Bangladesh has come a long way in terms of development. On the eve of the March 26 Independence Day celebrations, came the UN announcement on March 16 that the country had fulfilled all the three criteria to graduate from the LDC (Least Developed Country) status. With a second evaluation scheduled for 2021, it would hopefully graduate to the DC (developing country) status by the year 2024.
Prior to this, Bangladesh became a lower middle-income country (MIC) from a low-income one in 2015. Its performance in meeting the targets of the Millennium Development Goals (MDGs) was remarkable and it is progressing confidently to fulfill the Sustainable Development Goals (SDGs). It has been recording sustained gross domestic product (GDP) growth rate of more than six per cent for years together. The country achieved the MDG 1 on halving poverty five years ahead of time, with 20.5 million people rising out of poverty during the 1991-2010 period. In many of the socio-economic comparisons, indexes and rankings, Bangladesh outperforms many of its South and Southeast Asian neighbours and rival economies.
For example, country's national brand value is encouragingly on the rise with the current valuation for the year 2017 being US$208 billion from $170 billion only a year ago. Prepared by Brand Finance, which is renowned for worldwide independent brand valuation and strategy consultancy, the ranking titled 'Nation Brands 2017' shows that Bangladesh made a whopping 22 per cent growth compared to the year before. Bangladesh has been positioned at 44th, ahead of regional rival economies like Vietnam (45th with $203 billion nation brand valuation), Pakistan (50th with $171 billion valuation), Sri Lanka (59th with $77 billion valuation) and Myanmar (68th with $55 billion valuation).
The country's economy has been growing vibrantly since the independence riding especially on the successes reaped from various socio-economic policy reform initiatives. Exports of the readymade garments (RMG) sector and a robust growth of remittance inflow are two main factors. Although about 28 million people still live below the extreme poverty line as per World Bank (WB) calculations, more and more of these people are gradually coming out of the poverty trap. Bangladesh has been ranked in a better position (88th) in the latest Global Hunger Index while India and Pakistan were ranked 101st and 106th respectively.

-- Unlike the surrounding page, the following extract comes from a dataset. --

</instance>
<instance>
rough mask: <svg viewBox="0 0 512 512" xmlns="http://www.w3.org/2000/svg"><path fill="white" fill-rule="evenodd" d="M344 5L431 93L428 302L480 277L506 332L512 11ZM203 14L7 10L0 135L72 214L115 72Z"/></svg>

Steady growth has rapidly increased Bangladesh's domestic demand for energy, transport and urbanisation. But insufficient planning and inadequate investment have resulted in increasingly severe infrastructure bottlenecks. To sustain growth, Bangladesh urgently needs to implement structural reforms, expand investments in human capital, increase female labour force participation, and raise productivity through increased global value chain integration. Reducing infrastructure gaps and improving the business climate would allow new productive sectors to develop and generate jobs.
An irony in the growth story of Bangladesh is that the rate of employment generation has slowed down. The recently released data of the Bangladesh Bureau of Statistics (BBS) presents a disconcerting job scenario. While the GDP growth figure is impressive, the rate of quality job creation is poor. Economists, planners, development practitioners, development partners, all have identified job creation as the country's top development priority.
Between the years 2003 and 2016, the economy generated more than 1.15 million jobs per year on an average. The pace of job creation has fallen in recent years: while the total employment grew by 3.1 per cent per annum between 2003 and 2010, it grew by only 1.8 per cent per annum between the years 2011 and 2016. Due to this slowdown, women and youth population have been hit hard in particular. The World Bank (WB) in its latest Bangladesh Development Update has observed, "Low levels of technology, outdated management practices, and lagging skills of the workforce contribute to the creation of low quality jobs. The vulnerable groups are facing higher challenges to find jobs."
Another big problem is unequal distribution of jobs among different parts of the country. Dhaka division alone accounts for 45 per cent of all industry jobs and 37 per cent of all services jobs of the country. No less worrying than regional job concentration is a very high rate of unemployment among the educated youths. The problem of unemployment of the educated youths largely originates from a highly ill-planned education system.
Bangladesh can create more, better and inclusive jobs and boost its growth potential by focusing on micro-financial stability, structural reforms, urban planning and technological advances. The prevailing situation here also calls for further policy support and special efforts for enough job creation. Our RMG sector has been a critical catalyst of creating more and inclusive jobs. Recently, while other manufacturing sectors are growing rapidly to meet increasing domestic demand, export-oriented sectors beyond RMG need to emerge to create quality jobs on a large scale. Continued labour market training programmes may also usher in further prospects.
In fact, Bangladesh is in dire need to create more and better jobs for the 2.1 million youths entering the job market every year. To do so, this country, among other things, will need to remove the barriers to higher growth posed by low access to reliable and affordable power, poor transportation infrastructure, limited availability of serviced land, rapid urbanisation and vulnerability to climate change and natural disasters. There is no denying the fact that young generation has much interest in potential new sectors, ICT-driven ventures and start-up companies. Here lies the potential for the next phase of job creation.